Lors de la réunion de la commission des affaires étrangères de la Chambre des représentants qui s’est tenue lundi 2 avril en présence des ministres de l’intérieur et des affaires étrangères, Abdelouafi Laftit et Nasser Bourita, dédiée aux nouveautés liées au dossier du Sahara, le parlementaire du MP Mohamed Simo a porté des accusations très graves à l’encontre de ses collègues.
Selon lui, les députés n’assurent pas leurs missions diplomatiques et profitent des déplacements payés par le Parlement pour sortir en boîte et faire du shopping. Une déclaration qui n’a pas été du goût des membres de son groupe parlementaire qui ont quitté la salle en guise de protestation.
Le président du Parlement Lahbib El Malki lui a alors demandé de retirer ses propos et de s’en excuser, mais le député, qui est élu dans la circonscription de Larach, n’a rien voulu entendre, perturbant ainsi les travaux de la commission.
Laanser à la rescousse
Cette sortie a fortement déplu aux cadres et aux députés harakis qui ont contacté le secrétaire général du parti Mohand Laanser pour protester auprès de lui contre leur collègue. Joint par H24info, Mohamed El Fadili, vice-secrétaire général du MP a déclaré: « Je ne sais toujours pas pourquoi il s’est invité à la réunion. En tant que parti politique et groupe parlementaire, nous avons chargé le député Mohamed Tadlaoui et le président du groupe des conseillers pour représenter le parti. »  Pour lui, l’intervention de Simo n’engage que ce dernier et c’est à lui seul d’en rendre compte.
Mohammed Simo est resté injoignable. Selon nos sources, le bureau du parti l’aurait obligé à présenter des excuses à la représentation nationale en envoyant une lettre à la présidence du parlement dans ce sens.
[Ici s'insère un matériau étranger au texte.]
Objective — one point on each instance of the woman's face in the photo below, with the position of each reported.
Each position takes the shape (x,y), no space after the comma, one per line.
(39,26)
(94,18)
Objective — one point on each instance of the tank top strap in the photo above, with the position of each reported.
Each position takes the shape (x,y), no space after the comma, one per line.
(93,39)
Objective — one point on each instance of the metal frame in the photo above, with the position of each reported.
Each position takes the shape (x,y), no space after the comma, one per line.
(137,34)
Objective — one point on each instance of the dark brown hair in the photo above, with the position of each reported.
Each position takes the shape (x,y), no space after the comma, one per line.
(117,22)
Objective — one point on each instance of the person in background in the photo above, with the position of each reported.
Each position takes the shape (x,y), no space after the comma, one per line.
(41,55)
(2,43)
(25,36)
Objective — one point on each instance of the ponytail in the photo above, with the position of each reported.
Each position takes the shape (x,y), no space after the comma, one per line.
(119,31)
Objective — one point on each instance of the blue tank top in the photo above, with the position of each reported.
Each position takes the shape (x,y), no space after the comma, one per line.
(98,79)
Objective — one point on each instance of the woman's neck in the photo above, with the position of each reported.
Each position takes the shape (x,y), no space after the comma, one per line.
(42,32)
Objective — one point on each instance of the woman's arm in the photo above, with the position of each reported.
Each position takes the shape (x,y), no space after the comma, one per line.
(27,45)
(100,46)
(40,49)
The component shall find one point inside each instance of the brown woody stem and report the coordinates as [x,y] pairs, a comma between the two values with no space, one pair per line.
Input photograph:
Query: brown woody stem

Concernant les sanctions envisagées par le parti contre son député, El Fadili tempère: « Il ne faut pas oublier que c’est un député qui parlait dans l’enceinte du parlement et sa parole ne peut être sujet à des poursuites juridiques. » explique le n°2 de la Haraka qui poursuit: »on ne vire pas un député pour son avis. C’est vrai que son point de vue ne reflète pas la position du parti, mais je pense qu’on va se contenter d’un avertissement. »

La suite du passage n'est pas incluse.